# Do it sober, lights on?



## Sara Ann (Aug 27, 2010)

Q - do you prefer sex:
1. sober, or after a drink
2. in light, or in darkness
3. anything else - music, etc.


----------



## Seppuku (Sep 22, 2010)

1. Yes.
2. Yes.
3. Yes.

In all seriousness, men are visual and I think most would prefer it with the lights on. The rest of it is personal preference and I don't think you can generalize, unless you ask men who are similar in personality to your husband.


----------



## greenpearl (Sep 3, 2010)

Question one: I don't drink. My husband drinks a shot of rum every once in a while.
Question two: Darkness. I can only picture images in my mind when it is dark. 
Question three: Nothing else. 
No music, I don't want to be distracted. If you mean places at home, sofa, chair, bed, all good. Bed still my favorite.


----------



## greenpearl (Sep 3, 2010)

Seppuku said:


> 1. Yes.
> 2. Yes.
> 3. Yes.
> 
> In all seriousness, men are visual and I think most would prefer it with the lights on. The rest of it is personal preference and I don't think you can generalize, unless you ask men who are similar in personality to your husband.


My husband knows that I prefer darkness, so he is always OK to turn off the lights.
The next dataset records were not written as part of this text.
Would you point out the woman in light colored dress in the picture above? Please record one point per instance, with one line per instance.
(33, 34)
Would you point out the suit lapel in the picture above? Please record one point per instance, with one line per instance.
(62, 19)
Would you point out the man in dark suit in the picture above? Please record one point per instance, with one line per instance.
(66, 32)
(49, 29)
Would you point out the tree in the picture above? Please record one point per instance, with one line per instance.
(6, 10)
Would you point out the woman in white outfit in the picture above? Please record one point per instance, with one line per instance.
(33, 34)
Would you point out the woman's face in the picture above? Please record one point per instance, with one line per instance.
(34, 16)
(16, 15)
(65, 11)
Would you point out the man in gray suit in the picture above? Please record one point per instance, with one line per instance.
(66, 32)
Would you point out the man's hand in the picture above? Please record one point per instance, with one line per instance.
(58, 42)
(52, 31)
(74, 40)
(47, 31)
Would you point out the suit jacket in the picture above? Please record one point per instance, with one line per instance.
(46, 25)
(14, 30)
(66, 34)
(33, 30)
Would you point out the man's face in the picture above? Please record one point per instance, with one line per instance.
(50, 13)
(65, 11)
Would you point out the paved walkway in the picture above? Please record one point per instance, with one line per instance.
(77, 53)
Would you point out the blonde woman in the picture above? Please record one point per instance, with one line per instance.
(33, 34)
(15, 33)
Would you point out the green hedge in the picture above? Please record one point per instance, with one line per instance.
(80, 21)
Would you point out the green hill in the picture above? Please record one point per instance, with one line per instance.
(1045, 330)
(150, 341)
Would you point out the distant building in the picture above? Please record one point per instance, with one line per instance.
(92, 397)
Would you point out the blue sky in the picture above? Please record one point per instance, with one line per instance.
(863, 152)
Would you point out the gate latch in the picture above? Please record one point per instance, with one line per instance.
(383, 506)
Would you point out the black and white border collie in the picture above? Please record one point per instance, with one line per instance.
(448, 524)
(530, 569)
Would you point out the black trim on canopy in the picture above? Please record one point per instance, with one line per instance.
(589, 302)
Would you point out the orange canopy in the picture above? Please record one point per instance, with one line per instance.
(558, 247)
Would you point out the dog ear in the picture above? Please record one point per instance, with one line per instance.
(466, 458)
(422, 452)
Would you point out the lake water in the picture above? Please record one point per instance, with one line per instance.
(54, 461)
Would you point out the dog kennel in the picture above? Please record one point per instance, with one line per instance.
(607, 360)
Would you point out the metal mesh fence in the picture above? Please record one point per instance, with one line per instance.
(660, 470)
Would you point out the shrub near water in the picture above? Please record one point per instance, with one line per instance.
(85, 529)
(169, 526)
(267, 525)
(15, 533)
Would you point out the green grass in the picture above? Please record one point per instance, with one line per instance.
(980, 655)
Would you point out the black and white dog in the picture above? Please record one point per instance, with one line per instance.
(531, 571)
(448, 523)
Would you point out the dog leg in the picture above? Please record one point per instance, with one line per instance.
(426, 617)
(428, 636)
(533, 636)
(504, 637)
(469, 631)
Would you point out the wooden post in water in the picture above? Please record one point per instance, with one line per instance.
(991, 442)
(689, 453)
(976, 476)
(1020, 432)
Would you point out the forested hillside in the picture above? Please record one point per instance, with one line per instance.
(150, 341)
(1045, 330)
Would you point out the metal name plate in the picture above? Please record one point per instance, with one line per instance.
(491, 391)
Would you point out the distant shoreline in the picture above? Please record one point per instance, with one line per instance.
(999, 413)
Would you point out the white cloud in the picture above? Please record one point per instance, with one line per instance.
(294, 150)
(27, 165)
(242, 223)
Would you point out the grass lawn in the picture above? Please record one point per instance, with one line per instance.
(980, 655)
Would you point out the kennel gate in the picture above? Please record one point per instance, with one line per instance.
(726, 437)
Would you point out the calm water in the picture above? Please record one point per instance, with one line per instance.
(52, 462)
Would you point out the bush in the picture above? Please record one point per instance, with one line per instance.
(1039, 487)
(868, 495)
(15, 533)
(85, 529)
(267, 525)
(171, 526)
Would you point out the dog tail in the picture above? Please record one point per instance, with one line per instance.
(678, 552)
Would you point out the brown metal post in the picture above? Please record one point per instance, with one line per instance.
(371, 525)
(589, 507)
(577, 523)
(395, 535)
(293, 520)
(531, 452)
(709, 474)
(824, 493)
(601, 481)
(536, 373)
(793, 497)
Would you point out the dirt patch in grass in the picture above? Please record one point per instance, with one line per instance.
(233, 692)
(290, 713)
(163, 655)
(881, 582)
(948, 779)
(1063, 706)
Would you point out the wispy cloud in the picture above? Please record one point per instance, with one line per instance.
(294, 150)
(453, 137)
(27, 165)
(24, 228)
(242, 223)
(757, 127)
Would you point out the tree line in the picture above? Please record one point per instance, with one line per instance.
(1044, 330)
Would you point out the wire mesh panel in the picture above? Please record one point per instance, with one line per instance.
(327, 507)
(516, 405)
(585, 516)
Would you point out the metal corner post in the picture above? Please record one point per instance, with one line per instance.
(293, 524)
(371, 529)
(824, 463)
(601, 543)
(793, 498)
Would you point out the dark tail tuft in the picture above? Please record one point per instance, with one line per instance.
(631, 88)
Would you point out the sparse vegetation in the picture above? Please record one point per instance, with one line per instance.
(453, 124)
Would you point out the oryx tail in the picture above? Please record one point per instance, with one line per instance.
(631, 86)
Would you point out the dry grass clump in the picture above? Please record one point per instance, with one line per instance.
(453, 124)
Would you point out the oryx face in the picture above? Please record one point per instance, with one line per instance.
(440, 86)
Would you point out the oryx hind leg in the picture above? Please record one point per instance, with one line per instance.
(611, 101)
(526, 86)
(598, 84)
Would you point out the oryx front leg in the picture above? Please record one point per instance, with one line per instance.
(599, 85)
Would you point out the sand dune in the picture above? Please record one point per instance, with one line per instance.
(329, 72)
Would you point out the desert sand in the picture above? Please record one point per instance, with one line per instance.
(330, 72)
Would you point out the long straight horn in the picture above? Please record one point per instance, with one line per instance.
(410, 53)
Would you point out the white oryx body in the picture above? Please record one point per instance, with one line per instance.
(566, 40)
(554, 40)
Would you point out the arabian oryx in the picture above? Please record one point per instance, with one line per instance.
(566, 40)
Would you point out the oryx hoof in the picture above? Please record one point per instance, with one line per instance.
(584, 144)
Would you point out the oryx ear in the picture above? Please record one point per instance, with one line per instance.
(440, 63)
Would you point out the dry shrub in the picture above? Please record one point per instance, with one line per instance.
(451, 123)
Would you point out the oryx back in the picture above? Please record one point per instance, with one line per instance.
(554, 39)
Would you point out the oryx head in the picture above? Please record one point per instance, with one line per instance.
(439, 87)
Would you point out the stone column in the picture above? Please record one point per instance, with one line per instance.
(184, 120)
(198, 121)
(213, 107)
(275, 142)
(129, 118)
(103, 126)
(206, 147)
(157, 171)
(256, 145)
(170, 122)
But if I am wearing something sexy, then we will turn on the lights, just so he can enjoy the beautiful picture of me!


----------



## Crypsys (Apr 22, 2010)

1. sober, or after a drink
Sober. My wife and I don't drink enough to really ever get drunk or buzzed. It's been well over 8 years since the last time I drank enough to get a buzz.​2. in light, or in darkness
In between​3. anything else - music, etc.
Music almost 100% of the time. We generally use music to help set the mood for our intimacy. Enigma, etc for the long slow passionate love making. All the way to something like the Lords Of Acid when we are both feeling really randy.​


----------



## chingchang (Sep 21, 2010)

1. sober, or after a drink

After a drink.

2. in light, or in darkness

Enough light to see...but not blinding. Never darkness.

3. anything else - music, etc.

Music is great.

CC


----------